Pre-training CLIP against Data Poisoning with Optimal Transport-based Matching and Alignment

Recent studies have shown that Contrastive Language-Image Pre-training (CLIP) models are threatened by targeted data poisoning and backdoor attacks due to massive training image-caption pairs crawled from the Internet. Previous defense methods correct poisoned image-caption pairs by matching a new caption for each image. However, the matching process relies solely on the global representations of images and captions, overlooking fine-grained features of visual and textual features. It may introduce incorrect image-caption pairs and harm the CLIP pre-training. To address their limitations, we propose an Optimal Transport-based framework to reconstruct image-caption pairs, named OTCCLIP. We propose a new optimal transport-based distance measure between fine-grained visual and textual feature sets and re-assign new captions based on the proposed optimal transport distance. Additionally, to further reduce the negative impact of mismatched pairs, we encourage the inter- and intra-modality fine-grained alignment by employing optimal transport-based objective functions. Our experiments demonstrate that OTCCLIP can successfully decrease the attack success rates of poisoning attacks.

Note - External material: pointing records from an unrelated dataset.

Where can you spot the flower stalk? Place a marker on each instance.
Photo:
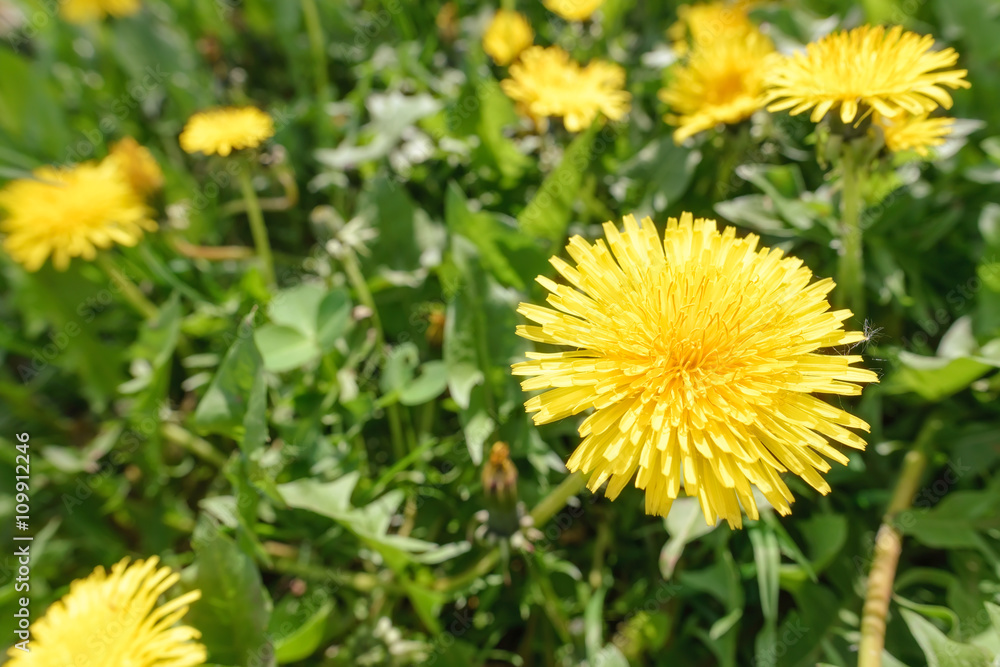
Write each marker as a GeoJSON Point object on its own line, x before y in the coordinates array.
{"type": "Point", "coordinates": [888, 548]}
{"type": "Point", "coordinates": [851, 268]}
{"type": "Point", "coordinates": [257, 228]}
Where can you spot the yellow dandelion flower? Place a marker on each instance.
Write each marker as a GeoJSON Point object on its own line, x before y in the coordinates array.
{"type": "Point", "coordinates": [111, 620]}
{"type": "Point", "coordinates": [70, 212]}
{"type": "Point", "coordinates": [915, 133]}
{"type": "Point", "coordinates": [138, 166]}
{"type": "Point", "coordinates": [546, 82]}
{"type": "Point", "coordinates": [708, 23]}
{"type": "Point", "coordinates": [225, 129]}
{"type": "Point", "coordinates": [722, 83]}
{"type": "Point", "coordinates": [573, 10]}
{"type": "Point", "coordinates": [699, 355]}
{"type": "Point", "coordinates": [889, 71]}
{"type": "Point", "coordinates": [508, 34]}
{"type": "Point", "coordinates": [85, 11]}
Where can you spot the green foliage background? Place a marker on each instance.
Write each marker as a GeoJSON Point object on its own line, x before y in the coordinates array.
{"type": "Point", "coordinates": [316, 472]}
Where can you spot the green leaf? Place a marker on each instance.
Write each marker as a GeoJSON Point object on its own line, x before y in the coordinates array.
{"type": "Point", "coordinates": [767, 556]}
{"type": "Point", "coordinates": [548, 213]}
{"type": "Point", "coordinates": [663, 171]}
{"type": "Point", "coordinates": [825, 536]}
{"type": "Point", "coordinates": [222, 408]}
{"type": "Point", "coordinates": [234, 608]}
{"type": "Point", "coordinates": [297, 307]}
{"type": "Point", "coordinates": [935, 378]}
{"type": "Point", "coordinates": [511, 257]}
{"type": "Point", "coordinates": [685, 523]}
{"type": "Point", "coordinates": [284, 348]}
{"type": "Point", "coordinates": [431, 382]}
{"type": "Point", "coordinates": [304, 639]}
{"type": "Point", "coordinates": [255, 420]}
{"type": "Point", "coordinates": [940, 650]}
{"type": "Point", "coordinates": [334, 318]}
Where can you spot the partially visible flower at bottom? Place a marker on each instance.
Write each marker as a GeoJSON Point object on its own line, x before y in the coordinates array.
{"type": "Point", "coordinates": [85, 11]}
{"type": "Point", "coordinates": [138, 165]}
{"type": "Point", "coordinates": [69, 212]}
{"type": "Point", "coordinates": [917, 133]}
{"type": "Point", "coordinates": [546, 82]}
{"type": "Point", "coordinates": [112, 620]}
{"type": "Point", "coordinates": [699, 356]}
{"type": "Point", "coordinates": [508, 34]}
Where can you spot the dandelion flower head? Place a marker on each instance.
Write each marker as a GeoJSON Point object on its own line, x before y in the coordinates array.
{"type": "Point", "coordinates": [913, 133]}
{"type": "Point", "coordinates": [705, 24]}
{"type": "Point", "coordinates": [112, 620]}
{"type": "Point", "coordinates": [723, 82]}
{"type": "Point", "coordinates": [546, 82]}
{"type": "Point", "coordinates": [508, 34]}
{"type": "Point", "coordinates": [225, 129]}
{"type": "Point", "coordinates": [888, 71]}
{"type": "Point", "coordinates": [699, 355]}
{"type": "Point", "coordinates": [138, 165]}
{"type": "Point", "coordinates": [573, 10]}
{"type": "Point", "coordinates": [66, 212]}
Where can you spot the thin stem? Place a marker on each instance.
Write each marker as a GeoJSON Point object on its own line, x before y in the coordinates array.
{"type": "Point", "coordinates": [129, 289]}
{"type": "Point", "coordinates": [556, 500]}
{"type": "Point", "coordinates": [889, 546]}
{"type": "Point", "coordinates": [318, 54]}
{"type": "Point", "coordinates": [360, 285]}
{"type": "Point", "coordinates": [545, 510]}
{"type": "Point", "coordinates": [851, 270]}
{"type": "Point", "coordinates": [257, 227]}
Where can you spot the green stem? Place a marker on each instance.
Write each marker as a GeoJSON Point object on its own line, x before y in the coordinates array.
{"type": "Point", "coordinates": [129, 290]}
{"type": "Point", "coordinates": [257, 227]}
{"type": "Point", "coordinates": [318, 53]}
{"type": "Point", "coordinates": [545, 510]}
{"type": "Point", "coordinates": [556, 500]}
{"type": "Point", "coordinates": [889, 546]}
{"type": "Point", "coordinates": [851, 270]}
{"type": "Point", "coordinates": [200, 447]}
{"type": "Point", "coordinates": [736, 141]}
{"type": "Point", "coordinates": [360, 285]}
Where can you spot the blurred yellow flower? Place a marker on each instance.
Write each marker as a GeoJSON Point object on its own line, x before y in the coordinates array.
{"type": "Point", "coordinates": [225, 129]}
{"type": "Point", "coordinates": [916, 133]}
{"type": "Point", "coordinates": [699, 356]}
{"type": "Point", "coordinates": [723, 82]}
{"type": "Point", "coordinates": [573, 10]}
{"type": "Point", "coordinates": [111, 620]}
{"type": "Point", "coordinates": [85, 11]}
{"type": "Point", "coordinates": [508, 34]}
{"type": "Point", "coordinates": [710, 22]}
{"type": "Point", "coordinates": [138, 165]}
{"type": "Point", "coordinates": [890, 72]}
{"type": "Point", "coordinates": [546, 82]}
{"type": "Point", "coordinates": [70, 212]}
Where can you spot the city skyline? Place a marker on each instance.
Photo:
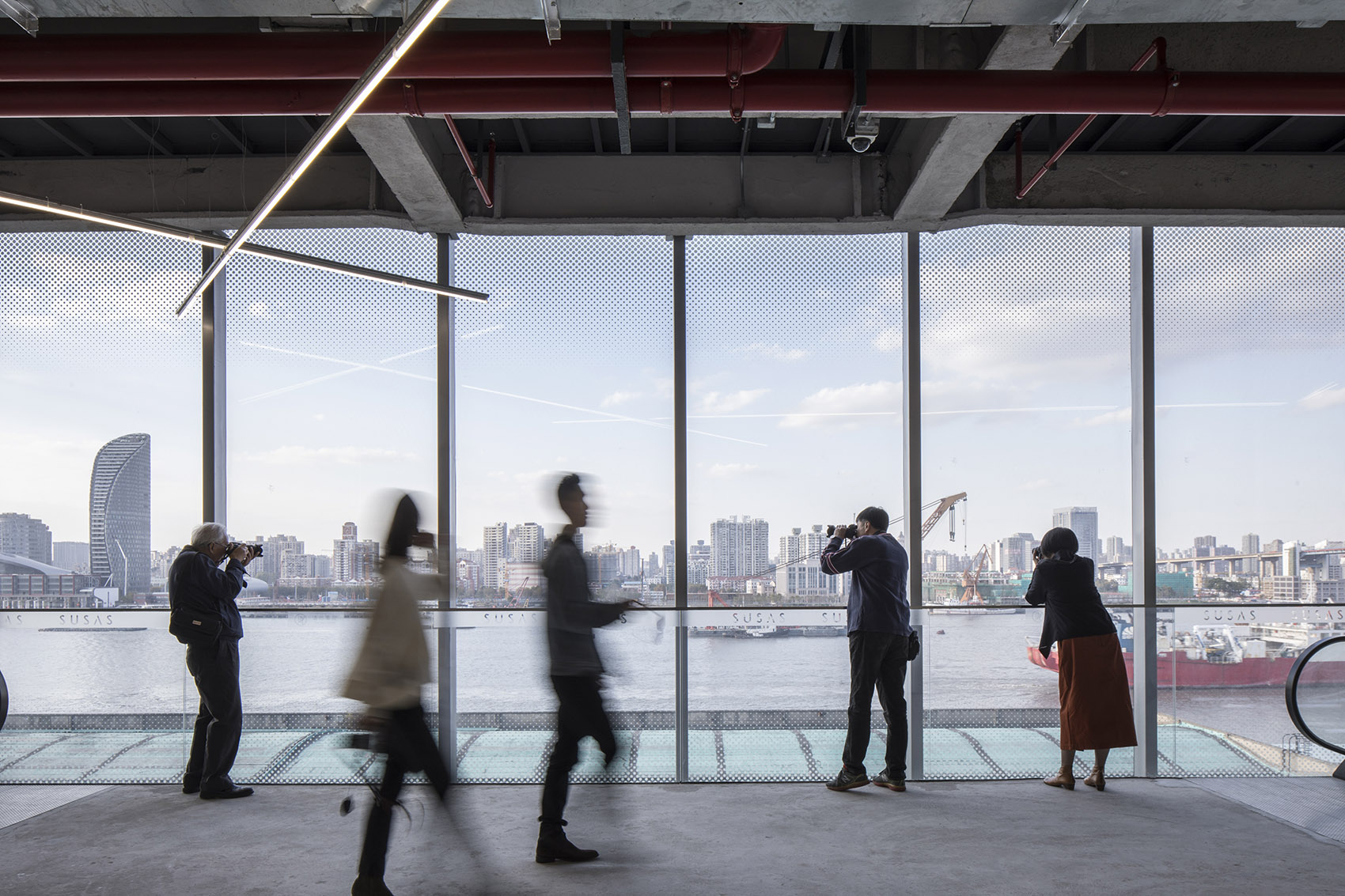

Also, compared to previous methods, OTCCLIP significantly improves CLIP's zero-shot and linear probing performance trained on poisoned datasets.

Key Contributions

Optimal transport-based fine-grained distance measure between image patch and caption token feature sets for detecting and correcting poisoned image-caption pairs during CLIP pre-training
Caption re-assignment mechanism using OT transport matrices as weights to capture patch-token region correspondences, improving robustness over global-feature-only matching
Inter- and intra-modality fine-grained alignment objectives using OT to reduce harm from residual mismatched pairs after correction

🛡️ Threat Analysis

Data Poisoning Attack

The paper explicitly targets targeted data poisoning attacks (TDPAs) on CLIP pre-training, where adversarial image-caption pairs are injected into massive crawled training datasets. The defense disrupts these poisoned pairs by remapping captions via optimal transport distance.

Model Poisoning

The paper also explicitly defends against backdoor attacks (BAs) on CLIP, where trigger insertion into as little as 0.01% of pre-training data induces targeted misclassification — the canonical backdoor/trojan threat model.